If the patch is changing the current "expected" behavior - as in, it's fixing the bug but "unfixing" other things- then it should be done in this same bug. Otherwise, it should happen in a separate issue.

Hi,

To fix this problem completely in stable juno we should also backport https://review.openstack.org/#/c/122427/ along with https://review.openstack.org/#/c/156553 patch.

Hum, so the cat is now out of the bag since the fix have been submitted to gerrit under the change-Id: Ie389de6538a9b98dc51c7d781b81b3ab10b83842

Though I guess this did not covered the delete during upload case mentioned in comment #13. I'm afraid we'll have to open this bug nonetheless since it is referenced in the public review, any chance to have a quick fix?

Oh and thanks for the impact description review, here is an update with proper affected versions:

Title: Glance import task leaks image in backend
Reporter: Abhishek Kekane (NTT)
Products: Glance
Affects: 2014.2 versions through 2014.2.2

Description:
Abhishek Kekane from NTT reported a vulnerability in the Glance import task. By creating numerous images using the task API and deleting them, an authenticated attacker may leaks images data in the backend resulting in potential resources exhaustion and denial of service. All glance setups are affected.

Grammatically it would be "...may leak image data..." but I think the sentence is misleading (this is not an information leak vulnerability, it's a resource consumption vulnerability). How about "...may accumulate untracked image data..." instead?

Also, "...potential resource exhaustion..." later in the same sentence.

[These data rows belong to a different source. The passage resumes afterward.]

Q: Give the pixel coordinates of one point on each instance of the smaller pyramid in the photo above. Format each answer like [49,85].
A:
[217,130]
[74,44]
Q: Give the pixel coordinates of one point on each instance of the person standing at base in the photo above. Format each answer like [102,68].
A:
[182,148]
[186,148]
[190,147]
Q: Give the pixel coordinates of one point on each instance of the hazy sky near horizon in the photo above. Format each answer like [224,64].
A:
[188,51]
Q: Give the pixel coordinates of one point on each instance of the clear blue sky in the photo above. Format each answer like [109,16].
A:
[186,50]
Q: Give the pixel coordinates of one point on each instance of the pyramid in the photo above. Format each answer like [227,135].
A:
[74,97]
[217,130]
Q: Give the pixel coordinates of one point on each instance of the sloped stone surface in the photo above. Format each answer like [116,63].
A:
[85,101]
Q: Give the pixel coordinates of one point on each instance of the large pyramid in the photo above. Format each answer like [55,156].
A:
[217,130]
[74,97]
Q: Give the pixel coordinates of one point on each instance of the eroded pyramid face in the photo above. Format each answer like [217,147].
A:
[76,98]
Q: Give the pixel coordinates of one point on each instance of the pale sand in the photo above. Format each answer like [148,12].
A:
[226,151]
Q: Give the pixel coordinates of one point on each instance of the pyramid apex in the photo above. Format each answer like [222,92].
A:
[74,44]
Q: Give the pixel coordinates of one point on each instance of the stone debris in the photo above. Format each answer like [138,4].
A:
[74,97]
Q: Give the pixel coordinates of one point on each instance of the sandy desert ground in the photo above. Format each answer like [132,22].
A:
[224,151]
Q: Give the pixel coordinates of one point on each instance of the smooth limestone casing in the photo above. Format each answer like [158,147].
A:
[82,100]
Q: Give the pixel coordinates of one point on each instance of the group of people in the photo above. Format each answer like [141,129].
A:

Otherwise Tristan's updated impact description in comment #17 looks great. Thanks!

Hi Tristan,

For the issue I have mentioned in comment #13, I have reported new private bug https://bugs.launchpad.net/glance/+bug/1422716

To fix #1422716 issue, we simply need to cherrypick I4f7d1aa103f4ce7abf4026e7097b9e76c24135fa commit to stable/juno.

Many thanks Abhishek!

To sumup, the required change to fix *all* reported import task vulnerabilities are:

Kilo:
https://review.openstack.org/#/c/156493/
https://review.openstack.org/#/c/122427/

Juno:
https://review.openstack.org/#/c/156553/
[backports of 122427]

If yes, then we should open this bug and 1422716 then move on the CVE request/publish ossa.

@fungi, thanks for the review, it makes much sense, here is the updated impact description:

Title: Glance import task leaks image in backend
Reporter: Abhishek Kekane (NTT)
Products: Glance
Affects: 2014.2 versions through 2014.2.2

Description:
Abhishek Kekane from NTT reported a vulnerability in the Glance import task. By creating numerous images using the task API and deleting them, an authenticated attacker may accumulate untracked image data in the backend resulting in potential resource exhaustion and denial of service. All glance setups are affected.

Impact desc +1

Public patches posted

Minor:

> All glance setups are affected.

If this is specific to image import (import-from) then it only affects v2 (v1 has no import functionality).